Le propos de ce compte rendu de lecture n’est évidemment pas de diaboliser l’auteur ni même les propositions des différents courants d’opinion, simplement de pointer quelques suggestions qui méritent d’être étudiées. La création effective de bassins de formation dans un cadre régional, ce qui ferait échapper les collèges aux conseils généraux n’est pas dénuée de pertinence. Cette division est sans doute cartésienne sur le papier mais dans la pratique n’apporte rien d’autre qu’une multiplication des services et des dépenses afférentes. De la même façon, on pourrait adhérer à la régionalisation des services associés à l’école, comme la restauration ou la maintenance. Ses propositions dans le sens d’un recrutement régional seraient par contre plus discutées. Il écarte les risques de constitutions de féodalités locales d’un revers de main, en disant que ces effets pervers sont le prix de la liberté, mais cela peut apparaitre insuffisant, tout comme la prééminence donnée au chef d’établissement lourde de dangers aux yeux de beaucoup d’enseignants.
Des réformes de structures ?
Faut-il pour autant se satisfaire du système actuel, lourd, centralisé à l’extrême, pléthorique dans ses effectifs et favorisant l’irresponsabilité que la gauche défend becs et ongles ? Pour autant le laisser faire en matière d’éducation est-il compatible avec les objectifs affirmés d’égalité des chances qui font consensus ?
Les réponses ne sont pas faciles à trouver et, malgré le titre de l’ouvrage, l’auteur ne propose pas de révolution scolaire, tout au plus des aménagements qu’il considère comme profitables à tous à commencer par les enseignants eux-mêmes dont il veut multiplier les heures de présence…

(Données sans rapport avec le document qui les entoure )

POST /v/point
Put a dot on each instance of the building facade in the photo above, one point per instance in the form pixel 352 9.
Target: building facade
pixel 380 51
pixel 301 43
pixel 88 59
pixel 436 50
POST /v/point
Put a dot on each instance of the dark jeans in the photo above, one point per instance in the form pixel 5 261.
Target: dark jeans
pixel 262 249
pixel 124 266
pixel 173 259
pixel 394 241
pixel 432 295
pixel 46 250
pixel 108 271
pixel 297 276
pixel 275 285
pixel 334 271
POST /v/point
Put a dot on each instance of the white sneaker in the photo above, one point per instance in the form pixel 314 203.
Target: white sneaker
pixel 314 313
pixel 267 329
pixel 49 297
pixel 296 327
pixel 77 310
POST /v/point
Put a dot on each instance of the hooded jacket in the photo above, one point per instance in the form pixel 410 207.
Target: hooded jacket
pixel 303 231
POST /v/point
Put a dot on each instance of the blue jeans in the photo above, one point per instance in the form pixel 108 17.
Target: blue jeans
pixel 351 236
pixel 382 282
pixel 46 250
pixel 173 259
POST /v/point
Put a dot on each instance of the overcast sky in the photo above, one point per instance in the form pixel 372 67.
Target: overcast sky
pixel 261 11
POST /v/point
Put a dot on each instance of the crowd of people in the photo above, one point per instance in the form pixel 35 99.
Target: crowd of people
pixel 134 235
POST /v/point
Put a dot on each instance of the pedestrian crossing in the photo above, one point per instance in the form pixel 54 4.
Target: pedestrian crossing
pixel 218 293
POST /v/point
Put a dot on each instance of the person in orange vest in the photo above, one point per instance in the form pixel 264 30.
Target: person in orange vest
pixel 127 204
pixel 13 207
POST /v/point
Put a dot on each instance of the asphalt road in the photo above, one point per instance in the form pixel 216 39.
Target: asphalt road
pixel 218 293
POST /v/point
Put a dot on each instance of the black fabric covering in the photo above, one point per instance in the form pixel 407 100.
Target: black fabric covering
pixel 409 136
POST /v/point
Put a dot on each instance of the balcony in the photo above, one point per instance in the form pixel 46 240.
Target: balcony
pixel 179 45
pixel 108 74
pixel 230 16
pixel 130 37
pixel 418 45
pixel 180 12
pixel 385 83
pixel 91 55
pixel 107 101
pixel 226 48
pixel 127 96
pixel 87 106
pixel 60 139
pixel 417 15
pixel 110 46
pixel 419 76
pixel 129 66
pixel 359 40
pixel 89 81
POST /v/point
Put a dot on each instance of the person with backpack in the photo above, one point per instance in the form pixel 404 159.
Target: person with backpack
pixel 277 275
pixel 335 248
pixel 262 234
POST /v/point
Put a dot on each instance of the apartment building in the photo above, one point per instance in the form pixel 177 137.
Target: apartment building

Dans cet ouvrage également la question des TICE est évoquée, peut-être un peu trop rapidement. Ces dernières permettent pourtant, sans que les temps de présence que l’on va différencier du temps de travail des enseignants selon l’auteur, ne soient augmenté. Une piste à creuser. On pourrait envisager les regroupements de classes, les séances en grands groupes associées à des travaux menées avec des effectifs réduits. Mais cela supposera forcément une réorganisation des rythmes scolaires, des vacances, des emplois du temps, des formations également. Bref, l’ouvrage ouvre des pistes à partir d’une critique documentée, mais elles ne sont pas forcément nouvelles. Cela n’est pas pour autant un défaut. Après tout, des mesures de bonne gouvernance pourraient peut-être s’appliquer sans que l’on soit pour autant un chantre du libéralisme en matière éducative, ce dont l’auteur se défend, ni un ringard concevant l’entreprise et les liens de l’école avec l’économie comme le mal absolu.